By Ken Magill for SellUP

 

The “Father of Direct Marketing,” Lester Wunderman, once said the best DMers all have one trait in common: curiosity.

 

And while any marketing program can benefit from its practitioners having a strong sense of curiosity, email can benefit from it most.

 

Email’s cheapness allows for sloppy practices that would have Wunderman crawling out of his skin.

 

Many email marketers don’t segment or test, for example. Unlike email, print DM is expensive to produce and mail. Fractions of a percentage in print response rates can mean the difference between success and failure.

 

With email, a marketer would have to work really hard for a campaign to be unprofitable.

 

But putting old-fashion, direct-marketing curiosity against an email program can generate significant successes.

 

Curiosity leads to questions: “Should we offer 30% off? 30 percent off? Or buy two get one free?”

 

The answers lie in testing—something too many marketers don’t do with email.

 

To be fair, most marketing executives have so much going on with larger, more budget-hungry channels, many don’t believe their time would be wisely spent on an email program that is chugging along quite nicely. But they’re leaving real money on the table,

 

The simplest tests in email marketing can yield results that contribute significantly to the bottom line. For example, SellUP recently tested 50 percent off versus 30 percent off for a swimwear client. Both offers generated the same sales.

 

For this client, there is no point in offering half off when 30 percent off works just as well. That one simple test resulted in a 20-percent margin boost.

 

SellUP also recently tested buy one, get one free versus buy two, get two free for the same client.

 

The result: Buy two, get two free generated 18 percent higher average order values and 16 percent more revenue than the buy-one-get-one.
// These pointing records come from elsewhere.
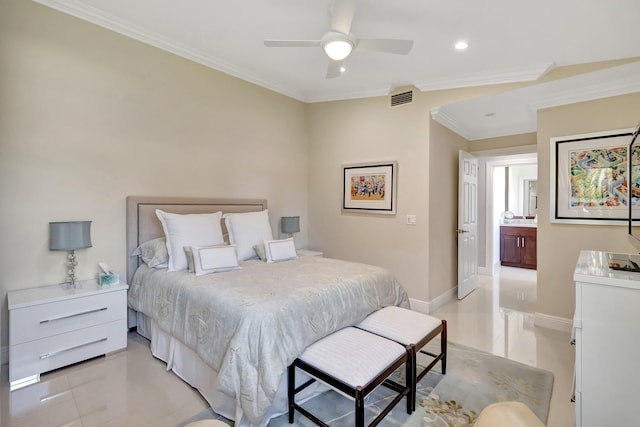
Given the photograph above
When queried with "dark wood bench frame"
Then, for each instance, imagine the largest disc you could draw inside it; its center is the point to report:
(358, 393)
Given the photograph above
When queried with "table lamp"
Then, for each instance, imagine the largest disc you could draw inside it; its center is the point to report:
(69, 236)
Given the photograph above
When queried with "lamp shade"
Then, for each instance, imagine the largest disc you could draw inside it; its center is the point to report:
(69, 235)
(290, 224)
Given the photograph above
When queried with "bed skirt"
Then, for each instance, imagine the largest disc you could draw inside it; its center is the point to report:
(188, 366)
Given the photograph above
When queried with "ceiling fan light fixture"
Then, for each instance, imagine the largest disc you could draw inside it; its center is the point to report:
(337, 46)
(337, 49)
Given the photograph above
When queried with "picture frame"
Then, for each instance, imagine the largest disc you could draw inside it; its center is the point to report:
(588, 177)
(370, 187)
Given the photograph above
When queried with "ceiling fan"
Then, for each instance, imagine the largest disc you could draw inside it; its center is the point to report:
(338, 43)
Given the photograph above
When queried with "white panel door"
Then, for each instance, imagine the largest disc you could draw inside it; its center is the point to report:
(467, 223)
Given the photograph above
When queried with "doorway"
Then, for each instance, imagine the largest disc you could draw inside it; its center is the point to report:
(508, 182)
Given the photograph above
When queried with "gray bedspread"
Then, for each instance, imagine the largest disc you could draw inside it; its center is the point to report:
(250, 324)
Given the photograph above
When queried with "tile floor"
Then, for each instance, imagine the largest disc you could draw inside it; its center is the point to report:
(131, 388)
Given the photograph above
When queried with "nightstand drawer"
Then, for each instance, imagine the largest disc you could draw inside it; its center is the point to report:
(58, 317)
(35, 357)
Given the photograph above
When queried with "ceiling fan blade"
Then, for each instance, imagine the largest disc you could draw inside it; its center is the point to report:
(333, 69)
(292, 43)
(399, 47)
(342, 16)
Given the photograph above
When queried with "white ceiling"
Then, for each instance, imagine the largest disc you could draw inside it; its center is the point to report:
(508, 40)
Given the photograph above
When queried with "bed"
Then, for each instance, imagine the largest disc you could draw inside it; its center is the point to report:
(232, 334)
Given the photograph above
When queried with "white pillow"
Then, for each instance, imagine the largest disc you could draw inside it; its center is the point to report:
(214, 259)
(280, 250)
(247, 230)
(188, 230)
(153, 252)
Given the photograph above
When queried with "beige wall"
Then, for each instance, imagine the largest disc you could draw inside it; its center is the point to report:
(502, 142)
(560, 244)
(88, 117)
(368, 130)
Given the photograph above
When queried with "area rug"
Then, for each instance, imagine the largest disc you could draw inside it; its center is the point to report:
(474, 380)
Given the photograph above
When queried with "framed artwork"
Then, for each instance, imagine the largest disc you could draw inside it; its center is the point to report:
(589, 178)
(370, 188)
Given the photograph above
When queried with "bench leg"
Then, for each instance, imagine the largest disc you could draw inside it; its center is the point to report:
(410, 373)
(443, 347)
(359, 407)
(291, 389)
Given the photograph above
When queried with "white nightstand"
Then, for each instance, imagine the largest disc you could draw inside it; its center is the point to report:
(55, 326)
(307, 252)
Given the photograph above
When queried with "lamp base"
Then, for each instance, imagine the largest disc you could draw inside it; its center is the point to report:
(71, 272)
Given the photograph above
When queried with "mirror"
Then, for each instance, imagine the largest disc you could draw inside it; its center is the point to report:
(522, 189)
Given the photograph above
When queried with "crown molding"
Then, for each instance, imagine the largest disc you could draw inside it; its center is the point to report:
(481, 79)
(615, 81)
(440, 115)
(113, 23)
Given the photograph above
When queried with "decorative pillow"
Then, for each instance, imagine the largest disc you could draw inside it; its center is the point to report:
(214, 259)
(280, 250)
(188, 230)
(153, 252)
(247, 230)
(189, 253)
(259, 248)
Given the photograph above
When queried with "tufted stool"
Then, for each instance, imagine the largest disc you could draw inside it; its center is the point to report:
(353, 362)
(413, 329)
(508, 414)
(208, 423)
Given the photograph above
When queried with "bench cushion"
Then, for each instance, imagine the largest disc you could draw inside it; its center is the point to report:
(369, 355)
(400, 324)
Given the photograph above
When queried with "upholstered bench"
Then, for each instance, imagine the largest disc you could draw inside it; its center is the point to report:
(508, 414)
(208, 423)
(353, 362)
(412, 329)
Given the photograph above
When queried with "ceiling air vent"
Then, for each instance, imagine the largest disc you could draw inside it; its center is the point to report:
(402, 98)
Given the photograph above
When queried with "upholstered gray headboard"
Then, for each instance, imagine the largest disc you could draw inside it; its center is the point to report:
(143, 225)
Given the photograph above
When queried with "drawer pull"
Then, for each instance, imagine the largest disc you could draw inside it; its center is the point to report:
(73, 315)
(55, 353)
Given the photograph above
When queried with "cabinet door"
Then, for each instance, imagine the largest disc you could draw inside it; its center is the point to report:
(509, 249)
(528, 249)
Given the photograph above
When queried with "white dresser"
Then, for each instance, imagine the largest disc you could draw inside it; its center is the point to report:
(607, 336)
(55, 326)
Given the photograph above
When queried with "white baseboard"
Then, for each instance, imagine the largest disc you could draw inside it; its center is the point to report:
(430, 306)
(553, 322)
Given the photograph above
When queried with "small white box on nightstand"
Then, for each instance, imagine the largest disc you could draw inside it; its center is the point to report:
(308, 252)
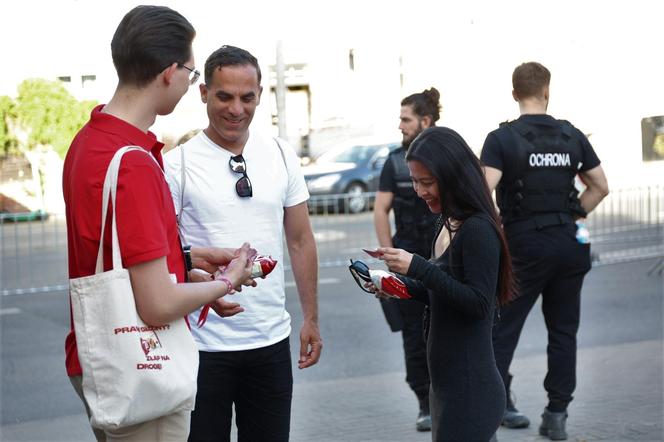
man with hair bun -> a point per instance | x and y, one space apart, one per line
532 163
414 230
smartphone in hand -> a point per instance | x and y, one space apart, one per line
373 252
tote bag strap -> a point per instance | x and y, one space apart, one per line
110 187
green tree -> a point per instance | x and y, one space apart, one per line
8 142
49 114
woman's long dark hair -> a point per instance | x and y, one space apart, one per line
463 189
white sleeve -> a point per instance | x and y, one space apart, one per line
172 169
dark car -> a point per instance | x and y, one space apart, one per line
345 177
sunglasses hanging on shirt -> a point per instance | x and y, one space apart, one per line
243 185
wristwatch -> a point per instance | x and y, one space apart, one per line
186 250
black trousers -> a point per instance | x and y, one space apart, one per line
552 263
260 384
415 350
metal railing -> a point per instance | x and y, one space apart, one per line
628 225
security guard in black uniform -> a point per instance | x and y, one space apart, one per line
415 226
532 163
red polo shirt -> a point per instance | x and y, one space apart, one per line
145 214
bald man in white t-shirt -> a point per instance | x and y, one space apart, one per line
241 185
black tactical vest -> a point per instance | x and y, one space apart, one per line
414 221
541 179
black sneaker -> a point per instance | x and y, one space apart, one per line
423 422
553 425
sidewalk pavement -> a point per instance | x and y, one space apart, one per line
619 398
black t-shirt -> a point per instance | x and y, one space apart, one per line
495 154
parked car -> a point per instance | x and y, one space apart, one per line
344 178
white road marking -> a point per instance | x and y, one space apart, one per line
320 282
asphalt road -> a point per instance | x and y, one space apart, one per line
622 305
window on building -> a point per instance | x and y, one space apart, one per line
87 80
652 136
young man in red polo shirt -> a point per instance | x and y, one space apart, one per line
153 57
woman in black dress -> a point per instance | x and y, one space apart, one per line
464 282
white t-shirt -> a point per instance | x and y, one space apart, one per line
214 215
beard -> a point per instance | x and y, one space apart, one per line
407 140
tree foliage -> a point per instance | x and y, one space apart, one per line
48 115
8 142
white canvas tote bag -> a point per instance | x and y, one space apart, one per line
132 372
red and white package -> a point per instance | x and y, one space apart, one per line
389 284
263 265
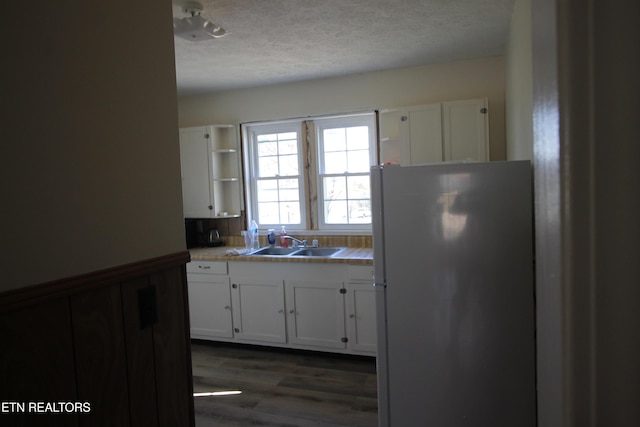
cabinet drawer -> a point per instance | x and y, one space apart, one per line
207 267
361 273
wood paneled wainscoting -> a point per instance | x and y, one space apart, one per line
108 348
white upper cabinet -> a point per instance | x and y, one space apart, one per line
466 130
211 180
432 133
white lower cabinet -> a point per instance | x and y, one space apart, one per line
361 309
361 317
258 310
315 313
209 300
328 307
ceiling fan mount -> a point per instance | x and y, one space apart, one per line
195 27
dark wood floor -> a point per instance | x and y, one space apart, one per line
282 388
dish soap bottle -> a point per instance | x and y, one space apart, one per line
283 242
255 242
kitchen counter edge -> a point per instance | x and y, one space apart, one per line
362 256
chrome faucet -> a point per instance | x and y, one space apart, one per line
297 242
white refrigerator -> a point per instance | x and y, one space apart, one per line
453 265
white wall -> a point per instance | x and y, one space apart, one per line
90 171
519 84
400 87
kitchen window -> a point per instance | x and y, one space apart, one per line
311 174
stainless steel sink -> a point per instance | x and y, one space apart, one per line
274 250
301 252
326 252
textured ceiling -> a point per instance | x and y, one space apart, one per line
276 41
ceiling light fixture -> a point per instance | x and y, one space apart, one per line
194 27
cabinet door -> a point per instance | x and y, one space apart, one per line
315 314
421 133
361 317
209 306
466 130
258 310
196 174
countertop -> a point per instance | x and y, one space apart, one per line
363 256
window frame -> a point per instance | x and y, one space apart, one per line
251 131
310 161
351 120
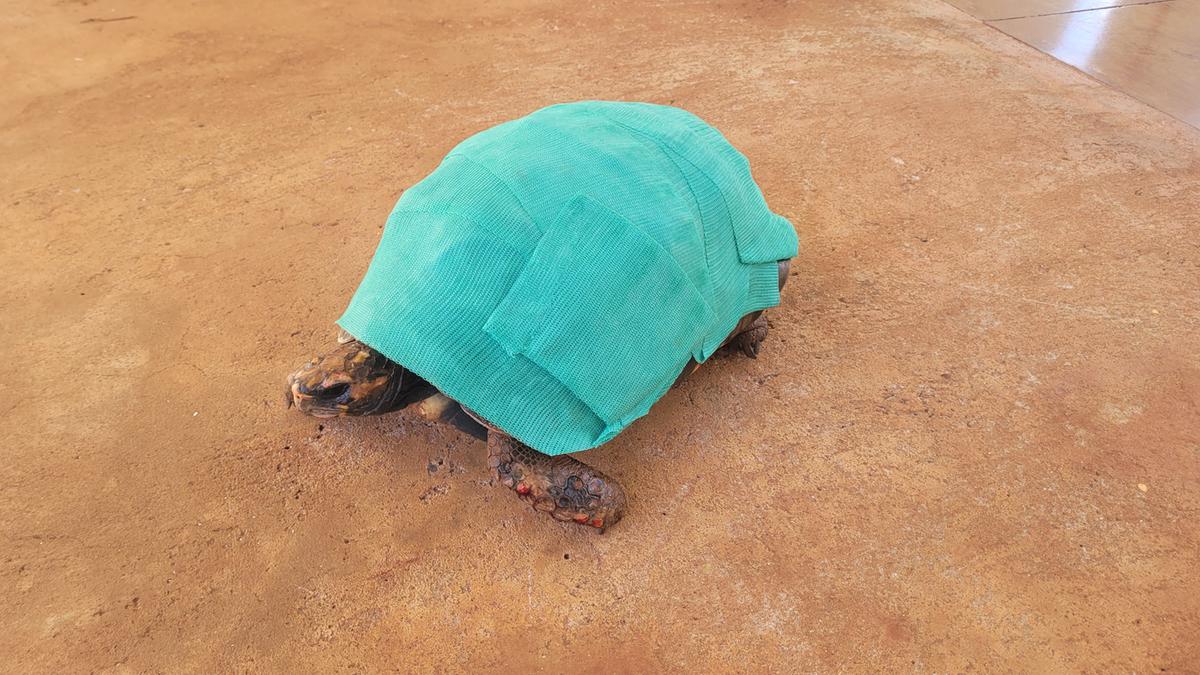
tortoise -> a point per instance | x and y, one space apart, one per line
549 282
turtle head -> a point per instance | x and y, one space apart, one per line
353 380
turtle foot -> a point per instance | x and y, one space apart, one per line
561 487
749 341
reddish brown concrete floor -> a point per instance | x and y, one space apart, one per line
971 442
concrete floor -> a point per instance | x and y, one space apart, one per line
1146 48
972 441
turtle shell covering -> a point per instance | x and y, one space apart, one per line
556 273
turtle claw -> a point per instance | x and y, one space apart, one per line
561 487
749 341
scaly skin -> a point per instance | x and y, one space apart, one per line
562 485
357 380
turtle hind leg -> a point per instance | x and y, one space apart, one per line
749 340
562 487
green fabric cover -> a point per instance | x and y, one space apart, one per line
556 273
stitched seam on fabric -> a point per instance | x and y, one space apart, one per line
502 181
666 153
497 237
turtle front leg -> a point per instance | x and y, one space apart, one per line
750 339
562 487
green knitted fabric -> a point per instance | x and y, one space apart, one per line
556 273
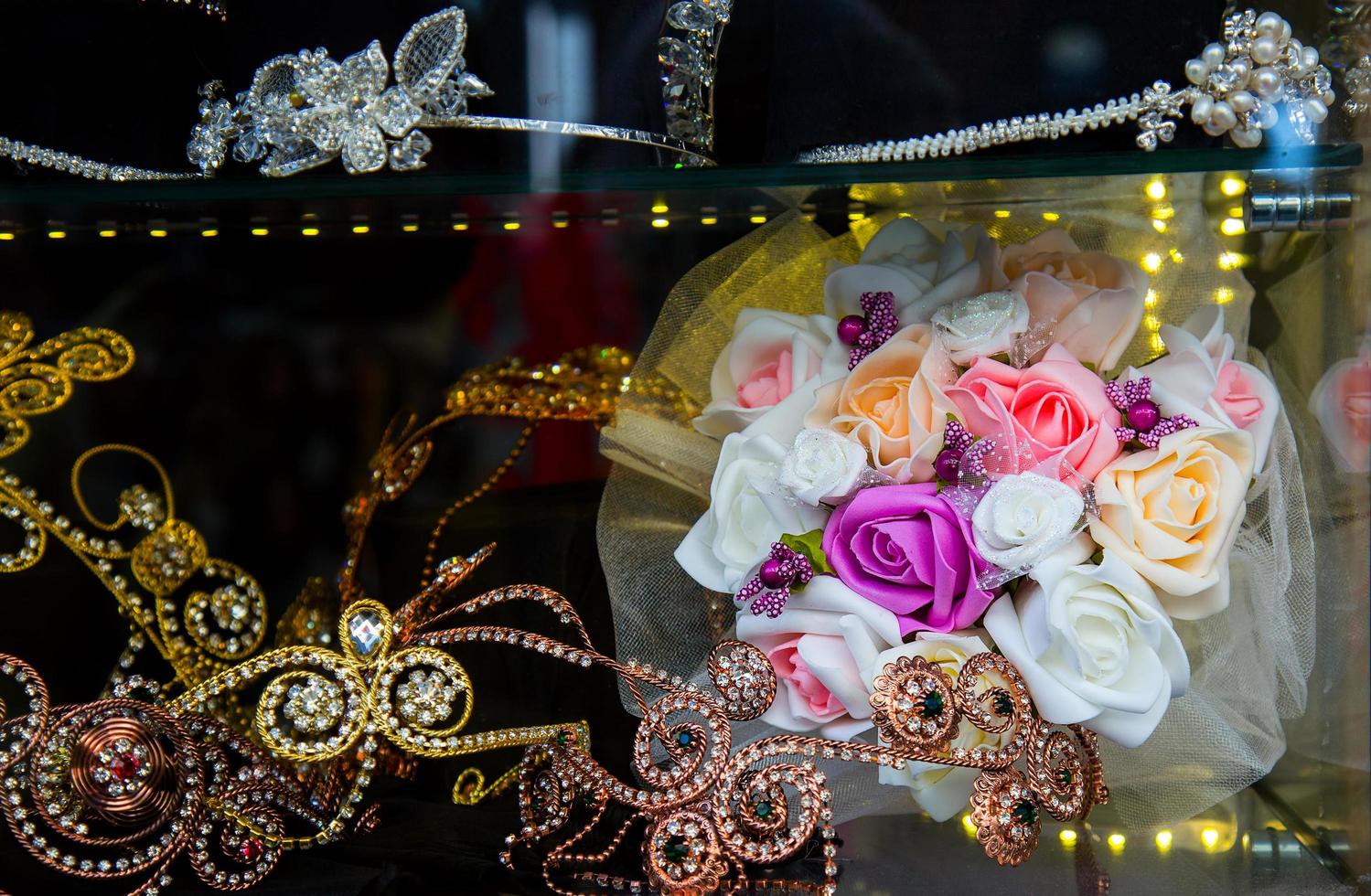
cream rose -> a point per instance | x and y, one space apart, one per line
772 365
1096 300
819 647
980 326
1023 518
893 404
1093 645
1173 513
746 514
1200 379
922 270
823 467
941 791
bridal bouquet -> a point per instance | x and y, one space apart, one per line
950 459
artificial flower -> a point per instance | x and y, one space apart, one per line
906 549
1173 514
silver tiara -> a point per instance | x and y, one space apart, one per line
306 110
1237 88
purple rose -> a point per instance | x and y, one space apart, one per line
905 549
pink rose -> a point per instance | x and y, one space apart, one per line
908 549
1094 299
1057 407
1343 404
793 670
768 384
1237 396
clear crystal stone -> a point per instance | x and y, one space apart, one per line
363 628
690 16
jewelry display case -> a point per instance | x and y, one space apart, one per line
276 330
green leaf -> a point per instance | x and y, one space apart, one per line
810 546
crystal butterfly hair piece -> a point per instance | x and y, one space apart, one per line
1237 88
306 110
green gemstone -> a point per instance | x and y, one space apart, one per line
675 849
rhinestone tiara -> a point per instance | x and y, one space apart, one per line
305 110
1237 88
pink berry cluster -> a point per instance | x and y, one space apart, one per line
868 333
771 587
1142 417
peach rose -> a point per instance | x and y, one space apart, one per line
1173 513
1096 300
1057 407
893 404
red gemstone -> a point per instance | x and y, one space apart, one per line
252 849
125 766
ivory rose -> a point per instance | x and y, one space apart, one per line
746 514
1343 404
893 404
774 357
1173 514
1200 379
819 648
941 791
922 270
1093 645
1055 406
1096 300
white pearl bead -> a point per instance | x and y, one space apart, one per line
1197 71
1200 110
1223 115
1266 81
1264 51
1267 115
1245 139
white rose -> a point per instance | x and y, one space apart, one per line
771 366
746 514
980 326
1093 645
919 269
823 467
1023 518
819 647
941 791
1198 377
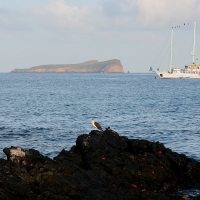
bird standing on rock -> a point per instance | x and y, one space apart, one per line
96 125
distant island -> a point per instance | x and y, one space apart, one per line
109 66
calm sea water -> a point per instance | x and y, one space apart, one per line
48 111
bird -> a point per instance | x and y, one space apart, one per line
96 125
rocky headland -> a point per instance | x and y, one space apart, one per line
93 66
101 166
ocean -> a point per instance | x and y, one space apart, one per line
48 111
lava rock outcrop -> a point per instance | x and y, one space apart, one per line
102 165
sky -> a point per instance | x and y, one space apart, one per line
136 32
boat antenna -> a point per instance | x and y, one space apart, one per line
171 55
193 51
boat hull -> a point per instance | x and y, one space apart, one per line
168 75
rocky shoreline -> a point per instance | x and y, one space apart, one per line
101 166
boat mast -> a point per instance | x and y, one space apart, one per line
171 55
193 51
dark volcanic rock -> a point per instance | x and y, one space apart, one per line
102 165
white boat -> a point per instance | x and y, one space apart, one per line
190 71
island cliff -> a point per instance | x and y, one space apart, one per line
94 66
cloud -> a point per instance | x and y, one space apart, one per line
60 15
13 20
156 13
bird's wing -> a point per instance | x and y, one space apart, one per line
98 125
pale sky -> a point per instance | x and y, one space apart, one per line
136 32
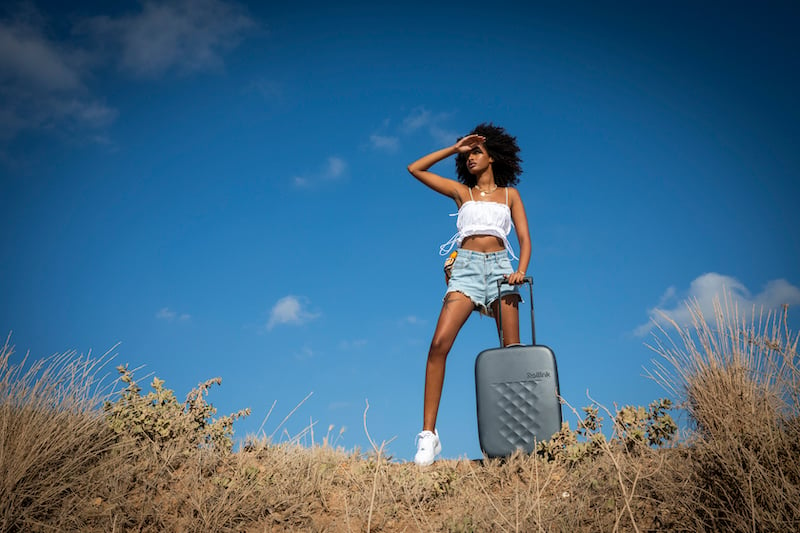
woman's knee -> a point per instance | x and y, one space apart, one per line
440 346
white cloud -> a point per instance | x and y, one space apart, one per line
706 288
181 35
334 168
41 82
384 142
45 72
290 310
420 119
168 315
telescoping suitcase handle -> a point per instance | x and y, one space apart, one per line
529 281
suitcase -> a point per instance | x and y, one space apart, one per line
517 395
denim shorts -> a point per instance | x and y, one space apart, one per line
475 274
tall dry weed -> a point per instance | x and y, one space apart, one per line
740 383
52 437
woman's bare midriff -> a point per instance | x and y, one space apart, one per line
483 243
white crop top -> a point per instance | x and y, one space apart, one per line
481 218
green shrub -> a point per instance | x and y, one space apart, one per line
158 417
634 428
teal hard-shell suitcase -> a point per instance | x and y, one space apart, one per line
517 395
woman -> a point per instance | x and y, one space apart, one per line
487 165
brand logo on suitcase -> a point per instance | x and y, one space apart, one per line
538 375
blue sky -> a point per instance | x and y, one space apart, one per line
220 188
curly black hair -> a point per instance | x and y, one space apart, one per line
502 148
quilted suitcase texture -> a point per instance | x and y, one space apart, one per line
517 395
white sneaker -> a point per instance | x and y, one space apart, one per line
428 447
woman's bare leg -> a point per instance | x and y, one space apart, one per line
455 311
510 316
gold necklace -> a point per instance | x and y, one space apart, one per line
486 193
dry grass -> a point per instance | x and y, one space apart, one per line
64 470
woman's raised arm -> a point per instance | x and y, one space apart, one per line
447 187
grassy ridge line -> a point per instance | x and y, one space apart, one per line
147 462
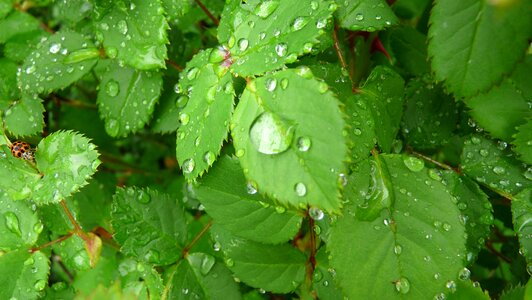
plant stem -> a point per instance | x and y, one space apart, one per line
196 239
206 10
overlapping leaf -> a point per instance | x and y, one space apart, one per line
134 32
24 274
266 35
25 116
365 15
127 98
205 117
493 165
275 268
236 206
474 43
57 62
287 131
383 93
66 161
19 225
512 111
413 250
149 226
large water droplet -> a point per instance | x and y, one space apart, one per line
112 88
12 223
269 134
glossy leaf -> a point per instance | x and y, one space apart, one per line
522 219
127 98
383 93
274 32
523 142
66 160
493 165
511 112
430 115
205 117
474 43
135 32
24 275
418 245
236 206
288 123
148 225
57 62
25 116
17 177
365 15
275 268
19 225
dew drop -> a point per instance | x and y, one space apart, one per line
269 134
300 189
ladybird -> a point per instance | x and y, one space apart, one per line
21 150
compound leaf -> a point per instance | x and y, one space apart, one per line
364 15
511 112
289 123
148 225
523 142
127 98
522 219
17 177
266 35
474 43
24 274
417 244
493 165
66 161
205 117
237 207
58 61
19 225
25 116
275 268
135 32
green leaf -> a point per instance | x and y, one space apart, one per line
9 90
57 62
17 22
17 177
511 112
288 123
127 98
275 268
66 160
430 115
266 35
417 246
24 275
201 277
410 49
135 32
474 43
363 15
493 165
236 206
149 226
522 219
523 142
19 225
205 117
25 117
475 210
383 93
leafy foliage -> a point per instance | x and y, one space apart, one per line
316 149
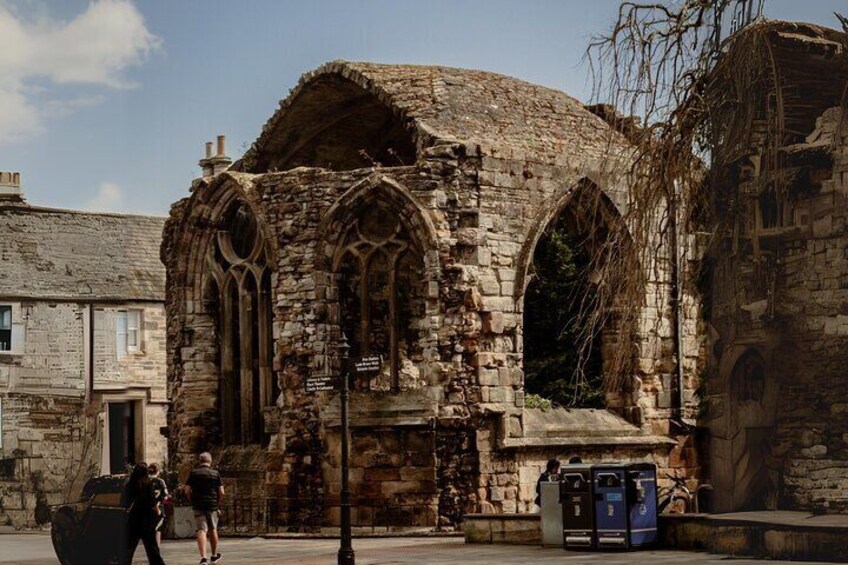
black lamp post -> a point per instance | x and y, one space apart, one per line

What is more, this client’s average customer buys three suits every 18 months. So the winner in this test got a significant number of customers buying more swimsuits in a single purchase than the average customer buys in a year and a half.

 

From a margins standpoint, the two were essentially identical offers. They were just worded a bit differently.

 

And given that such a simple language tweak can drive such significant lift, it’s clear that the testing possibilities with email are pretty much endless.

 

So where to begin? Well, anywhere, actually. But there are some basic questions every email marketer should ask, the answers to which will get them headed in the right direction.

 

For example, what are the program’s open rates? Are they steady, increasing or decreasing?

 

Are the subject lines getting people to click? Are subject lines being tested? And if they are, are they being tested to a valid sample set?

 

Are the program’s unsubscribes declining, steady or rising at an unacceptable rate?

 

How is the program performing as a percentage of the business? Is it growing or declining?

 

Are the program’s offers the best they can be? For example, the offer buy one, get one at 50 percent off—a 25 percent discount—may significantly outperform 30 percent off.

 

Is free shipping really better than discounted shipping? Are the program’s best customers being segmented out and treated differently than the rest of the file? Hint: They should be.

 

These are just a few of the questions every email marketing professional should be asking. And the answers—which will indicate courses of action—lie in testing.